(Some additional remarks on this posting can be found here -- feel free to continue comments on that chain)

Here are a few things that I often look for when reviewing code or APIs for performance issues.  None of these are absolutes but they’re little things that seem to come up fairly often.  I've covered many of these before.

In no particular order:

Delegates:  Are you using delegates when you could just be using polymorphism?  Delegates let you arrange for any method on any object to be called.  With just an interface or virtual you get a fixed method on any object which is often good enough.  Delegates cost you on a per instance basis – virtual methods cost on a per class basis.

Virtual Methods:  Are you using virtual methods when direct calls would do?  Many times people go with virtual methods to allow for future extensibility.  Extensibility is a good thing but it does come at a price – make sure your full extensibility story is worked out and that your use of virtual functions is actually going to get you to where you need to be.  For instance, sometimes people think through the call site issues but then don’t consider how the “extended” objects are going to be created.  Later they realize that (most of) the virtual functions didn’t help at all and they needed an entirely different model to get the “extended” objects into the system.

Sealing: Sealing can be a way of limiting the polymorphism of your class to just those sites where polymorphism is needed.  If you will fully control the type then sealing can be a great thing for performance as it enables direct calls and inlining.

Type and API Inflation:  In the managed world there seems a tendency to add more classes with more members each of which does less.  This can be a great design principal but it isn’t always appropriate.  Consider your unit-of-work carefully and make sure the APIs are chunky enough to do their job well (see below).  Don’t forget that each class and function has a static overhead associated with it – all things being equal less classes with less functions gives better performance.  Make sure that you aren’t adding the kitchen sink to your classes just because it fits.

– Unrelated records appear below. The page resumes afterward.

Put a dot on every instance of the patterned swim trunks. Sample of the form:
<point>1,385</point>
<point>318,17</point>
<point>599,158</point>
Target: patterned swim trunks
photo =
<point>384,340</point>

API Chunkiness:  Wrong-sized API’s often translate into wrong-sized transactions to an underlying database or memory store.  Carefully consider issues like the unit of work (how big the transactions are) and isolation even if you aren’t talking to a database.  It’s often good to think about in-memory structures as though they were a database that needed be accessed concurrently even if they aren't.

Concurrency:  Don’t use a more complex concurrency model than is necessary.  Often times the very simplest model is all that is necessary – complex sharing rules or low level synchronization frequently ends up hurting much more than it helps.  Put synchronization at the layer of your implementation that best understands the “transaction” and have none at higher or lower levels if you can possibly avoid it.  Steer clear of complicated synchronization methods especially those that require specific knowledge of strongness/weakness in the processor's memory model.

Fewer Dlls:  All things being equal you tend to get better performance out of fewer large DLLs than you do out of lots of smaller DLLs.  This does break down at some point – especially if the DLL eagerly initializes parts of itself.  Where more DLLs tends to win is in superior patching opportunities and if you can avoid loading many/most of the DLLs at all in the normal cases.  Consolidate DLLs where it makes sense to do so.

Late Bound Semantics: Simply put, if you don’t need Reflection then don’t use it. However hard we work on reflective access to types and members it will never be as fast or economical as the early-bound semantics.  If you are using Reflection for extensibility, consider patterns where only the extended cases pay the cost of Reflection.

Less pointers:  I’d love to see more arrays of primitives, and less forests of pointers. Pointer rich data structures generally do less well on modern processors.  Pretend you have to pay me one picopenny per pointer. How big would the check be by the end of the year?

Cache with Policy:  Make sure that any caches you build have a well understood policy for removing/aging items and don’t just grow forever.  A cache without a proper policy isn’t a cache it’s a memory leak.  Weak pointer based caches look cute on paper but often still suffer from bad policy.

For more information have a look at the Performance and Scalability PAG  -- chapter 5 particularly targets managed code.